There's a trapper there, one Jim Fenton. He may have come across him in the woods, alive or dead, and I want you to go to his camp and find out whether he knows anything. My impression is that he knew Benedict well, and that Benedict used to hunt with him. When you come back to me, after a faithful search, with the report that you can find nothing of him, or with the report of his death, we shall be ready for decisive operations.

Write me when you have anything to write, and if you find it necessary to spend money to secure any very desirable end, spend it."

Then Mr. Belcher put into the hands of his agent a roll of bank-notes, and armed him with a check that might be used in case of emergency, and sent him off.

It took Yates six long weeks to reach Sevenoaks. He labored daily with the same faithfulness that had characterized his operations in the city, and, reaching Sevenoaks, he found himself for a few days free from care, and at liberty to resume the acquaintance with his early home, where he and Robert Belcher had been boys together.

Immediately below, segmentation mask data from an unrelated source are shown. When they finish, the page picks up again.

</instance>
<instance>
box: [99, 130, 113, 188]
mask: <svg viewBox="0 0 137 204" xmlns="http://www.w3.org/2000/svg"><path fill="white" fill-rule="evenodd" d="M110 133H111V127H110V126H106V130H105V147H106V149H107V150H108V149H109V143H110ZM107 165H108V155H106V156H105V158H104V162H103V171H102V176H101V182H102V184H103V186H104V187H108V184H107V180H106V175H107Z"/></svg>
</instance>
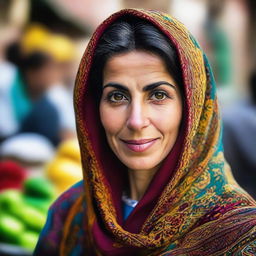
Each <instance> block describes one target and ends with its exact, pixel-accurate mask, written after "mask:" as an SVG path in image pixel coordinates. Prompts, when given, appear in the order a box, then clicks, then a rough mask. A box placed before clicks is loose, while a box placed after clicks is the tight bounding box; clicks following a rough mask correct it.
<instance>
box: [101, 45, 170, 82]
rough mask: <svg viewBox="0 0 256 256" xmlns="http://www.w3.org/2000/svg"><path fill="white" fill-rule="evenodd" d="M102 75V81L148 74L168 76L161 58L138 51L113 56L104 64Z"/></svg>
mask: <svg viewBox="0 0 256 256" xmlns="http://www.w3.org/2000/svg"><path fill="white" fill-rule="evenodd" d="M103 74H104V79H106V78H109V77H113V76H118V77H120V76H133V77H135V76H144V75H149V74H150V75H160V74H162V75H168V76H170V74H169V72H168V71H167V69H166V65H165V63H164V61H163V59H162V58H161V57H159V56H158V55H156V54H153V53H150V52H146V51H139V50H134V51H131V52H128V53H121V54H117V55H114V56H113V57H111V58H110V59H109V60H108V61H107V62H106V65H105V68H104V71H103ZM145 78H146V77H145Z"/></svg>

The people of Sevenoaks had long before heard of the fall of Sam Yates from his early rect.i.tude. They had once been proud of him, and when he left them for the city, they expected to hear great things of him. So when they learned that, after entering upon his profession with brilliant promise, he had ruined himself with drink, they bemoaned him for a while, and at last forgot him. His relatives never mentioned him, and when, well dressed, dignified, self-respectful, he appeared among them again, it was like receiving one from the dead. The rejoicing of his relatives, the cordiality of his old friends and companions, the reviving influences of the scenes of his boyhood, all tended to build up his self-respect, reinforce his strength, and fix his determinations for a new life.

Of course he did not make known his business, and of course he heard a thousand inquiries about Mr. Belcher, and listened to the stories of the proprietor's foul dealings with the people of his native town. His own relatives had been straitened or impoverished by the man's rascalities, and the fact was not calculated to strengthen his loyalty to his employer. He heard also the whole story of the connection of Mr. Belcher with Benedict's insanity, of the escape of the latter from the poor-house, and of the long and unsuccessful search that had been made for him.